Tanaka Shinbei (田中 新兵衛) was one of the Four Hitokiri of the Bakumatsu, elite samurai, active in Japan during the late Tokugawa shogunate in the 1860s.

==Biography==
The Hitokiri Tanaka worked under the command of Takechi Hanpeita, the leader of the Kinnō-tō, who sought to overthrow the Tokugawa shogunate and restore the Emperor of Japan to power.

Hanpeita ordered Tanaka and the other hitokiri to enact "Heaven's punishment" (天誅, Tenchū) against supporters of the Shogunate and supporters of foreign access to Japan. A hitokiri from the Maenohama, Satsuma District, Tanaka came from a peasant background and previously a retainer for the Oribe branch of the Shimazu clan. After his first high-level assassination, he was elevated to samurai status despite the traditional samurai disdain towards peasants.

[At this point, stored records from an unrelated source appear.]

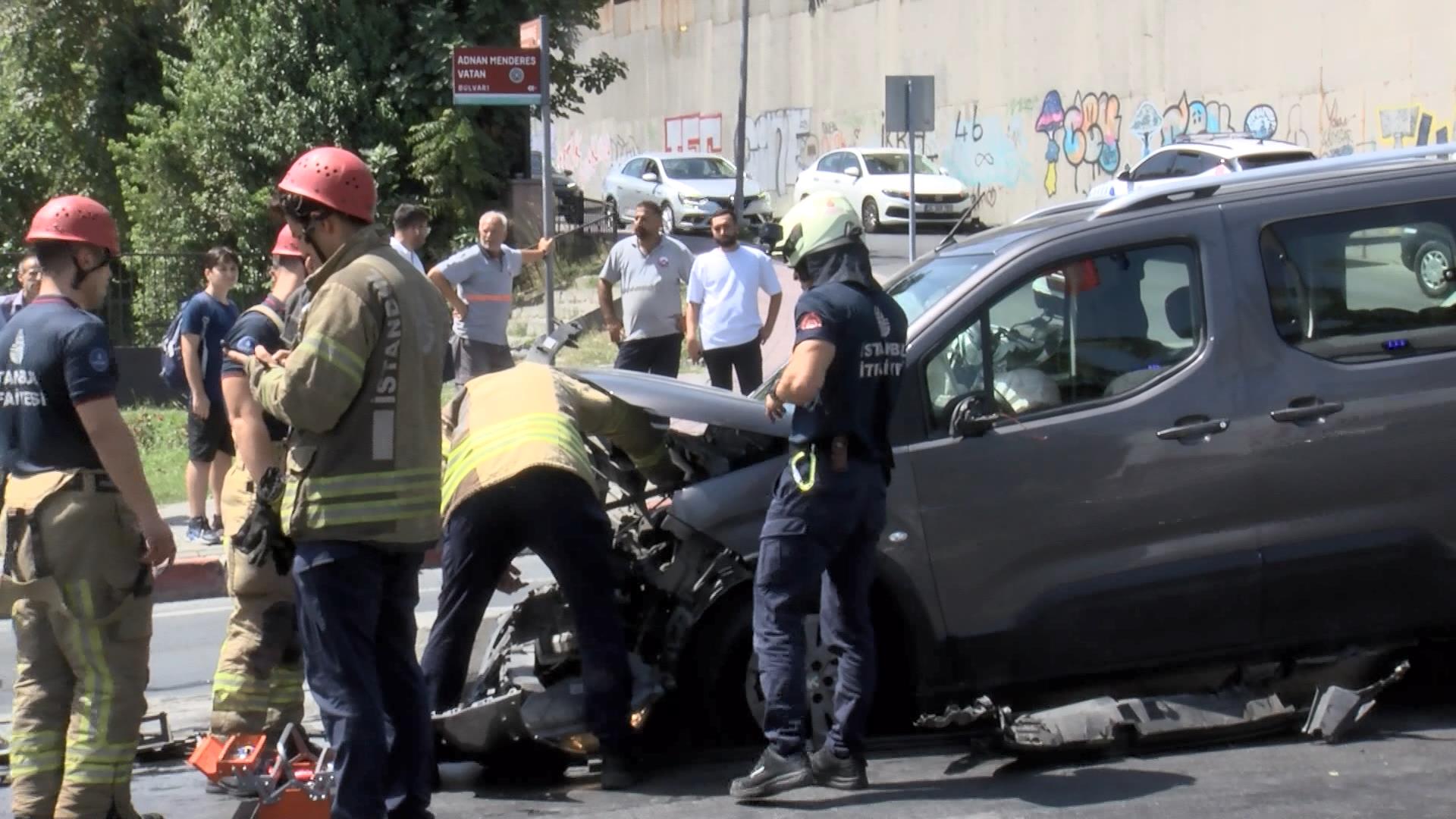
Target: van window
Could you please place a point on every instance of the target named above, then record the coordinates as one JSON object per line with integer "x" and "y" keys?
{"x": 1085, "y": 330}
{"x": 1365, "y": 286}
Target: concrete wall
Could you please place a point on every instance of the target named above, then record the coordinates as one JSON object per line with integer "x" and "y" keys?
{"x": 1036, "y": 99}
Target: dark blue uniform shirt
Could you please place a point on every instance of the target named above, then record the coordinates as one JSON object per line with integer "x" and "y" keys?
{"x": 210, "y": 319}
{"x": 53, "y": 356}
{"x": 251, "y": 330}
{"x": 868, "y": 333}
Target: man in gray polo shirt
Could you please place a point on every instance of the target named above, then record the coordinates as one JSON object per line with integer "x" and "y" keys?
{"x": 476, "y": 283}
{"x": 650, "y": 267}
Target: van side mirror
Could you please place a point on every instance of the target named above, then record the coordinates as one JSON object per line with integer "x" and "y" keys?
{"x": 970, "y": 419}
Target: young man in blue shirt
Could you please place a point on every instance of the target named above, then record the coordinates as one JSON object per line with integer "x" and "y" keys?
{"x": 206, "y": 321}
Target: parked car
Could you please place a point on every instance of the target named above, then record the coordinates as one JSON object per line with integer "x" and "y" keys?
{"x": 1212, "y": 447}
{"x": 571, "y": 202}
{"x": 877, "y": 181}
{"x": 1426, "y": 249}
{"x": 689, "y": 187}
{"x": 1197, "y": 156}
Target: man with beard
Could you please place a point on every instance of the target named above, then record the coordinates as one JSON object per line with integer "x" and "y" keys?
{"x": 650, "y": 267}
{"x": 723, "y": 308}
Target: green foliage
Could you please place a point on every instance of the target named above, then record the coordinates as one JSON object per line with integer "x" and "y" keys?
{"x": 182, "y": 114}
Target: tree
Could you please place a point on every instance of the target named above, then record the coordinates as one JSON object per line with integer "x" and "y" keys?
{"x": 264, "y": 80}
{"x": 69, "y": 74}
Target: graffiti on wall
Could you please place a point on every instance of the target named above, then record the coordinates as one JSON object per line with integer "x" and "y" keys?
{"x": 693, "y": 133}
{"x": 984, "y": 150}
{"x": 777, "y": 146}
{"x": 1407, "y": 126}
{"x": 588, "y": 156}
{"x": 1197, "y": 117}
{"x": 1084, "y": 133}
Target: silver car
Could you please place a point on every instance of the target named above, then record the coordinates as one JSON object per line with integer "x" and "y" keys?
{"x": 689, "y": 188}
{"x": 1199, "y": 428}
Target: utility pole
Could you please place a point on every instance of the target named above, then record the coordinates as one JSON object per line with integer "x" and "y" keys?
{"x": 548, "y": 180}
{"x": 743, "y": 112}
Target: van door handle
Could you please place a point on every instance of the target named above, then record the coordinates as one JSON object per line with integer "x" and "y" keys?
{"x": 1307, "y": 410}
{"x": 1194, "y": 428}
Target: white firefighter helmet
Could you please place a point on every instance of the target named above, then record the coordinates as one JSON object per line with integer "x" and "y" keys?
{"x": 1027, "y": 390}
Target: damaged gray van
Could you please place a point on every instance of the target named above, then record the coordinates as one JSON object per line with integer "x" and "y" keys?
{"x": 1200, "y": 428}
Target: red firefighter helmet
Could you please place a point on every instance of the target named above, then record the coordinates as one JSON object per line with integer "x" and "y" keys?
{"x": 74, "y": 219}
{"x": 335, "y": 178}
{"x": 286, "y": 245}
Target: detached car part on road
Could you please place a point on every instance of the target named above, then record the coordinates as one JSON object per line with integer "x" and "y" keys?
{"x": 1139, "y": 447}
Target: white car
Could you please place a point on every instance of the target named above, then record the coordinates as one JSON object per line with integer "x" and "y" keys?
{"x": 689, "y": 188}
{"x": 1200, "y": 155}
{"x": 877, "y": 181}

Tanaka was involved in the assassination of Ii Naosuke, the head of the Edo Council of Elders who was the head of administration for the Tokugawa shogunate in 1860. This assassination sparked years of violence in Japan especially in Kyoto where assassinations became commonplace. Of all the Hitokiris, Tanaka killed the most people. Besides Naosuke, his victims included politicians such as Shimada Sakon, Ukyo Omokuni and Homma Seiichiro. He was also suspected of murdering a young woman named Komichi. Because of this, Tanakaba was titled "ansatsu taicho" (captain of assassins). The Shinsengumi was formed in 1863 to suppress the hitokiri and Tosa loyalists and restore law and order.

Tanaka's sword was found at the scene of the assassination of senior official Anegakōji Kintomo near the Sarugatsuji. He was taken for questioning in Kyoto and asked to see the sword. He committed seppuku when he was given the sword.